Joni Mitchell’s 25 Best Quotes On Music, Fame, and Neil Young

Canadian songwriting legend Joni Mitchell is in a coma and unresponsive, according to TMZ. The website reported Tuesday that Mitchell was in hospital with “no immediate prospects for getting better.”

TMZ reports that Mitchell’s longtime friend Leslie Morris filed legal documents to obtain “conservatorship” over the Saskatchewan-raised songwriter, because no other close relatives were available.

Mitchell began singing in small nightclubs in Saskatchewan and Western Canada and then busking in the streets and small club of Toronto. In 1965, she moved to the United States and began touring. Some of her original songs (“Urge for Going”, “Chelsea Morning”, “Both Sides, Now”, “The Circle Game”) found homes with other folk singers, allowing her to sign with Reprise Records and record her own debut album in 1968.

Mitchell has deeply influenced fellow musicians in a diverse range of genres, and her work is highly respected by critics. AllMusic said, “When the dust settles, Joni Mitchell may stand as the most important and influential female recording artist of the late 20th century”, and Rolling Stone called her “one of the greatest songwriters ever”. Her lyrics are clebrated for addressing social and environmental ideals alongside personal feelings of romantic longing, confusion, disillusion, and joy.

Tonight might be just another time to listed to her Blue album. With this in mind, let’s hope she pulls through, and honour her fighting with 25 of her greatest quotes.

On music: “I see music as fluid architecture.”

“There are things to confess that enrich the world, and things that need not be said.”

“When the world becomes a massive mess with nobody at the helm, it’s time for artists to make their mark.”

“In some ways, my gift for music and writing was born out of tragedy, really, and loss.”

“I don’t like being too looked up at or too looked down on. I prefer meeting in the middle to being worshiped or spat out.”

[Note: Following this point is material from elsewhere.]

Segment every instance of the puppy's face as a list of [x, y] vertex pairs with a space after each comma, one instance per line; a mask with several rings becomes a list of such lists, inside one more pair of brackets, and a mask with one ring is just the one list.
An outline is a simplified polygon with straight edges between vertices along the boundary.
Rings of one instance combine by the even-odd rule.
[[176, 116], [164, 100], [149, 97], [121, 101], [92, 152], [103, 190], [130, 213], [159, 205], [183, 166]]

“I thrive on change. That’s probably why my chord changes are weird, because chords depict emotions. They’ll be going along on one key and I’ll drop off a cliff, and suddenly they will go into a whole other key signature. That will drive some people crazy, but that’s how my life is.”

“I don’t understand why Europeans and South Americans can take more sophistication. Why is it that Americans need to hear their happiness major and their tragedy minor, and as jazzy as they can handle is a seventh chord? Are they not experiencing complex emotions?”

“I had made all these rules for myself: I’m not writing social commentary, I’m not writing love songs.”

“Back then, I didn’t have a big organization around me. I was just a kid with a guitar, traveling around. My responsibility basically was to the art, and I had extra time on my hands. There is no extra time now. There isn’t enough time.”

“Not to dismiss Gershwin, but Gershwin is the chip; Ellington was the block.”

“When you’re trying to pass on the best of the stuff you’re culling to what should be a hungry culture but you have it diminished… that’s kind of disappointing.”

“I hate show business.”

“I always thought the women of song don’t get along, and I don’t know why that is.”

On the difference between New York and Los Angeles: “In New York, the street adventures are incredible. There are a thousand stories in a single block. You see the stories in the people’s faces. You hear the songs immediately. Here in Los Angeles, there are less characters because they’re all inside automobiles.”

On the environment: “The thing that gave me the most pain in life, psychologically, and it gave me tremendous pain psychologically, is man’s disrespect for nature.”

“I see the entire world as Eden, and every time you take an inch of it away, you must do so with respect.”

On Neil Young: “You know, Neil Young is singing Rock n’ roll will never die, and Neil never rocked and rolled in his life. I mean, he rocked, but he didn’t roll. He has got no swing in him.”

On humans: “My heart is broken in the face of the stupidity of my species.”

On songwriting: “You could write a song about some kind of emotional problem you are having, but it would not be a good song, in my eyes, until it went through a period of sensitivity to a moment of clarity. Without that moment of clarity to contribute to the song, it’s just complaining.”

“My goal as a writer is more to comfort than to disturb.”

On her childhood: “My childhood was very difficult. I had every childhood disease and then some, but my parents didn’t mollycoddle me. They left me to fight those battles on my own. I guess that was very Canadian, very stoic. But it’s good. I had to become a warrior. I had to give up hope and find a substitute for hope that would be far more stable.”

On America: “This is a nation that has lost the ability to be self-critical, and that makes a lie out of the freedoms.”

On creativity: “I sing my sorrow, and I paint my joy. Sorrow is so easy to express and yet so hard to tell.”

On getting older: “You wake up one day and suddenly realize that your youth is behind you, even though you’re still young at heart.”

“I know my generation – a lot of them, they’re getting old now, and they want to think back fondly, they want to kid themselves. A lot of them think, ‘Yeah, we were the best.’ That’s the kiss of death. That’s non-growth. And also that’s very bad for the world.”

On life: “My name had gone stale, and no matter how progressive I got, it was my time to die.”